Combating China’s illicit influence in Australia is being dealt with through our stronger foreign influence laws. Offsetting China’s influence in the Pacific will be best undertaken through Australia’s aid and diplomatic programs.
This leaves the big question of the role of the US in the Asia-Pacific region – the most critical of defence planning factors. Will Australia be left on its own in the foreseeable future?
And here we must observe that despite Trump’s anti-alliance rhetoric, the American force posture in the Western Pacific actually remains unchanged. There have been no base closures and no force draw-downs as of yet from the bases encircling China in Guam, Japan and South Korea, though Trump has threatened this.
Moreover, the hardening US view against China means a likely strengthening of its Asia-Pacific posture under the new National Security Statement, the cardinal US security policy document.
In fact, the US is now expanding its presence in the region with the announcement of the new joint naval base on Manus Island. The US also recently put its nuclear deterrence guarantee to Australia in writing for the first time in history. And the American Marine build-up in Darwin continues.
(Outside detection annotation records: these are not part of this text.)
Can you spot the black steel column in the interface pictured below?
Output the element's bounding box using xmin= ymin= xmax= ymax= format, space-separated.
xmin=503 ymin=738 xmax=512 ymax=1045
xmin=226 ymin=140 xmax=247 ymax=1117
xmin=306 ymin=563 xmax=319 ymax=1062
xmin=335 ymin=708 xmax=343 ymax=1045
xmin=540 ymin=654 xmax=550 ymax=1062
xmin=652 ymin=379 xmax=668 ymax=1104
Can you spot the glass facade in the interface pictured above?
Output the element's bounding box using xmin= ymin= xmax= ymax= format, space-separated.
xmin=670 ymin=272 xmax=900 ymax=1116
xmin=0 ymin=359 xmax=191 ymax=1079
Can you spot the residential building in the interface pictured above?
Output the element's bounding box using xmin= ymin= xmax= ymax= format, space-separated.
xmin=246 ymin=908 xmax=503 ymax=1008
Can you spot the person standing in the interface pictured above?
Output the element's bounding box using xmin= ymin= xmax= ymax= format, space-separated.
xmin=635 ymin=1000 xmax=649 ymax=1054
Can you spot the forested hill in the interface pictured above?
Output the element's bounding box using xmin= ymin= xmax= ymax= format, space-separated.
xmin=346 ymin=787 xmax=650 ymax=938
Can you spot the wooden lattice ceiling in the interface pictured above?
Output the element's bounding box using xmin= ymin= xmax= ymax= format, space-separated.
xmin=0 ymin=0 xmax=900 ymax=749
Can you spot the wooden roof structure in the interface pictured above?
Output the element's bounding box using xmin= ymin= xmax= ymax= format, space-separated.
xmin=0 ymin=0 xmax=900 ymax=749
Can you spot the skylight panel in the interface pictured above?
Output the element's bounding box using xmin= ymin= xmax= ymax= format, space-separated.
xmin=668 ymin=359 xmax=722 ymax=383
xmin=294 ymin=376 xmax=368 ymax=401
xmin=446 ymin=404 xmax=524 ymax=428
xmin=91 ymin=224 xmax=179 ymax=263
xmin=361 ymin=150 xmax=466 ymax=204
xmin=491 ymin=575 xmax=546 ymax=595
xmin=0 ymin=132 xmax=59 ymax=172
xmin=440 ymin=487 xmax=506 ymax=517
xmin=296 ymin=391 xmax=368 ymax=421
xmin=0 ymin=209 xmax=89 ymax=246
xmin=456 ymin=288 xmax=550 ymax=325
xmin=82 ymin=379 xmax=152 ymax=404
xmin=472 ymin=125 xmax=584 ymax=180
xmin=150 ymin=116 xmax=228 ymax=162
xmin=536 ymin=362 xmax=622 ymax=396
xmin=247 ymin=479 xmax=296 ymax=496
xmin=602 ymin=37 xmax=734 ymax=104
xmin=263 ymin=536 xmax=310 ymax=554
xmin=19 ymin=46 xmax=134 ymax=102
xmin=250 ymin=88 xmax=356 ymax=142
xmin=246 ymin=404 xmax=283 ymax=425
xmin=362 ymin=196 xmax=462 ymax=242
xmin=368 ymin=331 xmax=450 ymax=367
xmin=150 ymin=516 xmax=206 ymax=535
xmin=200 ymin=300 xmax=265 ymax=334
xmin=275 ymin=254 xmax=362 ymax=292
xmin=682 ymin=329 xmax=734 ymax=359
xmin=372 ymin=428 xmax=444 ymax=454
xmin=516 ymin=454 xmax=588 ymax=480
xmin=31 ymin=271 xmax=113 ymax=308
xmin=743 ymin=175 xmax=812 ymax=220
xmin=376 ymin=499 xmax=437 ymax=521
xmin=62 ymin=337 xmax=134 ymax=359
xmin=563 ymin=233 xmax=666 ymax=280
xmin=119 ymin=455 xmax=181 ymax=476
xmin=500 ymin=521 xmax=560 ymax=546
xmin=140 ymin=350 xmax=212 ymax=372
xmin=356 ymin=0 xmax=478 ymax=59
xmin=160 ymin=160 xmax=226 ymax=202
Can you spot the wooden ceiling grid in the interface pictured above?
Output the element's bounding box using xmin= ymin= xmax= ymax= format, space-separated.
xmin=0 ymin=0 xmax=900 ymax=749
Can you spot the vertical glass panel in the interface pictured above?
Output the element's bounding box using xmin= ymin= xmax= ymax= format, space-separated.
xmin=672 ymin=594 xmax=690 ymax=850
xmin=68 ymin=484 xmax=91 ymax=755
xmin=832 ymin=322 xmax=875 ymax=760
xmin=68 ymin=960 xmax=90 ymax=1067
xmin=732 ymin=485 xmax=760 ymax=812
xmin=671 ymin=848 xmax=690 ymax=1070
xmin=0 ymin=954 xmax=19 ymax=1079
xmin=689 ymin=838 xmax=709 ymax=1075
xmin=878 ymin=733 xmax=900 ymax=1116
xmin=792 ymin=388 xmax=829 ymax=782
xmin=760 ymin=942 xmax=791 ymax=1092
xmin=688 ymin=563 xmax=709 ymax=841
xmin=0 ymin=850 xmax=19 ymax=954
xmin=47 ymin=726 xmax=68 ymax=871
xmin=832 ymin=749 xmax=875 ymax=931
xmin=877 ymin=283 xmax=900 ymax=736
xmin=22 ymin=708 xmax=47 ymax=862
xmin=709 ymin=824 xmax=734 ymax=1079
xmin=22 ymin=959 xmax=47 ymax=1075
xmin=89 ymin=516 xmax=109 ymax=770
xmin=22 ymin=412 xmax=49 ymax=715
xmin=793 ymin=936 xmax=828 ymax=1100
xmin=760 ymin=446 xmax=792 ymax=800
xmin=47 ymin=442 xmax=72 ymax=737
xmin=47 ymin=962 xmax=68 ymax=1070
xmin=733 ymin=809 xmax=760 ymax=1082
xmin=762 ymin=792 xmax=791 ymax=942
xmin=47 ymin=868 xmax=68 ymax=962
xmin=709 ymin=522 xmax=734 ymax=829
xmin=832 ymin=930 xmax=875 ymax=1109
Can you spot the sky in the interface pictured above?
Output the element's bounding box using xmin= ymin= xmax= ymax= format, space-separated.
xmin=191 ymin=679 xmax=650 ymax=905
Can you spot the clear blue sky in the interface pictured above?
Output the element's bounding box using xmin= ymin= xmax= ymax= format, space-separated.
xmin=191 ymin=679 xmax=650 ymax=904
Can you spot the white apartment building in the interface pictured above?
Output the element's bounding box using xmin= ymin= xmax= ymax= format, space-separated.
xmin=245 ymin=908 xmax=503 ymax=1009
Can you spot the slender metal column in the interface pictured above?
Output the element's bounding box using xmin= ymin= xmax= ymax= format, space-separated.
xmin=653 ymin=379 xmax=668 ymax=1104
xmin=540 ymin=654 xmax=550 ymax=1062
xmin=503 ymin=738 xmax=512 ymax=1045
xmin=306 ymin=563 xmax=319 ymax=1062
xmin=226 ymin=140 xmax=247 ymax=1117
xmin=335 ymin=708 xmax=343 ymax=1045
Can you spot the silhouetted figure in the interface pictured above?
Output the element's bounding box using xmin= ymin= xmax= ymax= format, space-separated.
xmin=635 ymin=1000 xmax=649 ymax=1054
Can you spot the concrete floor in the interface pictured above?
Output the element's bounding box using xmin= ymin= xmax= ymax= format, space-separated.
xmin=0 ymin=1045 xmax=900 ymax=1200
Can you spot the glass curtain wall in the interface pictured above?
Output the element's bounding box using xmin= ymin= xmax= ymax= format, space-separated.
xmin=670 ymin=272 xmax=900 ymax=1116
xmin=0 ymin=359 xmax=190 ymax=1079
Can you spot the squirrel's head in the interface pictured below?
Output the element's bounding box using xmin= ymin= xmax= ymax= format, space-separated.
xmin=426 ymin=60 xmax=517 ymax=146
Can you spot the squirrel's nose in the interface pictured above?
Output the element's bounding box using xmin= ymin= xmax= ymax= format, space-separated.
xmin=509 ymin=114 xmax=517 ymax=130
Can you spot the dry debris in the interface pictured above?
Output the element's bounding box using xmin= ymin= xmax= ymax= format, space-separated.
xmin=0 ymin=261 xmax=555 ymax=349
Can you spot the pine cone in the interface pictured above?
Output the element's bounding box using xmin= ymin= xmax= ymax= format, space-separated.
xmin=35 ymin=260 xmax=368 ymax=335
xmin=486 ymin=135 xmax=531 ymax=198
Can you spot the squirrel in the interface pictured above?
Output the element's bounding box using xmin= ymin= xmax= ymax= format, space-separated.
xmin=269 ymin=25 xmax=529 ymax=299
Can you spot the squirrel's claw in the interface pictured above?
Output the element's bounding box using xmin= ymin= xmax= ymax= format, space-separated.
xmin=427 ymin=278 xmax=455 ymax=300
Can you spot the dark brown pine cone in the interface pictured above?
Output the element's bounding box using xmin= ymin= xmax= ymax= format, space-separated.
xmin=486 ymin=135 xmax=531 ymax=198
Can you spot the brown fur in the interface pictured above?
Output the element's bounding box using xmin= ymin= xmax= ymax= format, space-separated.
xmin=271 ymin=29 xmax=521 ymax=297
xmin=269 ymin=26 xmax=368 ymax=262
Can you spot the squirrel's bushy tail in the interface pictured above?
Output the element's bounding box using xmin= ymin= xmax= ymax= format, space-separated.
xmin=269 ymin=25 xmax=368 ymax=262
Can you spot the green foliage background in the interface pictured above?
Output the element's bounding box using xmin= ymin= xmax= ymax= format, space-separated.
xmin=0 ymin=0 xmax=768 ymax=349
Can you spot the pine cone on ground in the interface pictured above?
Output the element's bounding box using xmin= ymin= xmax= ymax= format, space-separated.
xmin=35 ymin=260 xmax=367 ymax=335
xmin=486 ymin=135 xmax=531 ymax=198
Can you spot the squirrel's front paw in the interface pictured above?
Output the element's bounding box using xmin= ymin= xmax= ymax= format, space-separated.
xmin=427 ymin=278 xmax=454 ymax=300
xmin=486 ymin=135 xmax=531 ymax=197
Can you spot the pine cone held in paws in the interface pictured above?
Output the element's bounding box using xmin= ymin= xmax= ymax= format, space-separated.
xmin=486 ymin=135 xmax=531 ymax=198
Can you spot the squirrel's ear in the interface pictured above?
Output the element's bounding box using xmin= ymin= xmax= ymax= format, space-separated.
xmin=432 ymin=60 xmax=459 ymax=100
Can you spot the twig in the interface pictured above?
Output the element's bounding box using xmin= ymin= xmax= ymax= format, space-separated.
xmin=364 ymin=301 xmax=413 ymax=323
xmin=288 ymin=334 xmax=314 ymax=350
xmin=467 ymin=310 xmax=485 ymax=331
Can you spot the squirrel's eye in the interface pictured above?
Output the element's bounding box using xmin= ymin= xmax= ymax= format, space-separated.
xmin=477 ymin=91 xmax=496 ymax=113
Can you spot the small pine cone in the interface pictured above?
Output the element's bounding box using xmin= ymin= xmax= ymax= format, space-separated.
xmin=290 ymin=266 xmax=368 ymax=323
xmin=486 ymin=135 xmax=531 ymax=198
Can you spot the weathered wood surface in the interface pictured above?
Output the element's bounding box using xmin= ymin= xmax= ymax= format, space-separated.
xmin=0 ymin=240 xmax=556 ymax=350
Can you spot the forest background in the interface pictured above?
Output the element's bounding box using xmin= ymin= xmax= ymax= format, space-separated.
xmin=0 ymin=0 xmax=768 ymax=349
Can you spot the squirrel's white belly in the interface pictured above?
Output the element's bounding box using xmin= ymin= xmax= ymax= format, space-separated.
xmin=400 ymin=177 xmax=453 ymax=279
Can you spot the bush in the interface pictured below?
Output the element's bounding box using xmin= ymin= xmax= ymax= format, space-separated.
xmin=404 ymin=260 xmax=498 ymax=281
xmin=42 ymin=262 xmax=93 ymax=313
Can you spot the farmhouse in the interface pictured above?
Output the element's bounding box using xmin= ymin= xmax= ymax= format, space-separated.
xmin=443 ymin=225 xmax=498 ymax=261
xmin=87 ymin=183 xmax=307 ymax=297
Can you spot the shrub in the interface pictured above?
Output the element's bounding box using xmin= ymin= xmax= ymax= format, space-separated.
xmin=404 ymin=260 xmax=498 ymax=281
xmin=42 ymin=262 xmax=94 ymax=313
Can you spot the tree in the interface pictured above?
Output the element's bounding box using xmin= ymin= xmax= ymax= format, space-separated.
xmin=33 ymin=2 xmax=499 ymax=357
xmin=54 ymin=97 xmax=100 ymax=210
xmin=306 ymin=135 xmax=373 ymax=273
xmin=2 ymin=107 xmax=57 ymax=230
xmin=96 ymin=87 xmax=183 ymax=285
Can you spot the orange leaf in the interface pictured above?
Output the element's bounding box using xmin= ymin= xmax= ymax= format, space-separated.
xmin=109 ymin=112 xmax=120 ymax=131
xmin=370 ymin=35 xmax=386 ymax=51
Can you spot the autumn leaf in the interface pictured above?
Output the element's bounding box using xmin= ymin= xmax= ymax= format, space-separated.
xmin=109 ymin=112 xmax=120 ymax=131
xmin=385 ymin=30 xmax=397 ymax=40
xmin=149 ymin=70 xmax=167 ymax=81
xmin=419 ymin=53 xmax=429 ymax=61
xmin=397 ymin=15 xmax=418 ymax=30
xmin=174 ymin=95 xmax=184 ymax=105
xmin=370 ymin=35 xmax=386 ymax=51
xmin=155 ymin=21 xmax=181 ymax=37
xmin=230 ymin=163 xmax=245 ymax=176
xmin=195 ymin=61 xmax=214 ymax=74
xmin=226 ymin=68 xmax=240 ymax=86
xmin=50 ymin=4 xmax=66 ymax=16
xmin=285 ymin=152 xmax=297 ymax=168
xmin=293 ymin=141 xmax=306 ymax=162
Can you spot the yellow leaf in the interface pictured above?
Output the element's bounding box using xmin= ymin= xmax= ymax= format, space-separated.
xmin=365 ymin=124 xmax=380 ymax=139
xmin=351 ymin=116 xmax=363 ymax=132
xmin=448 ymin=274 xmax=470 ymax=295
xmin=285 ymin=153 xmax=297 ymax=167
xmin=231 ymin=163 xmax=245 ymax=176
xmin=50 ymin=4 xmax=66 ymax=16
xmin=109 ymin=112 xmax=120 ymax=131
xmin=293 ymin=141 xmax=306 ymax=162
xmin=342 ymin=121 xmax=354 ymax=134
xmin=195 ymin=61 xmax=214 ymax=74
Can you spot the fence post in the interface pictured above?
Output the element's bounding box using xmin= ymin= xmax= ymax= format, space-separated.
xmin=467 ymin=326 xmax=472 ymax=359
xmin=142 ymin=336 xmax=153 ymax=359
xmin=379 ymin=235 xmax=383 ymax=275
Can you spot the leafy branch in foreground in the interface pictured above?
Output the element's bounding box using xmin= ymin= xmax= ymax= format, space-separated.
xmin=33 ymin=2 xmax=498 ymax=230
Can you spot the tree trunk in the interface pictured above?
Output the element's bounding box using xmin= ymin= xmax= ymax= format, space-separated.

Although China’s military advances are making the task of possibly defeating its navy more challenging, the fact remains that it will be a long time before it’s able to start a war with the US confident of victory. The US also seems unwilling to leave China to dominate Asia.
In these circumstances, would China use its forces against other countries in the region, like Australia, without the US getting involved? In my view it could not.
Therefore, while every responsible government should continue to assess defence planning and ensure appropriate levels of readiness, the case for a sharply increased defence spending plan is not at this point compelling.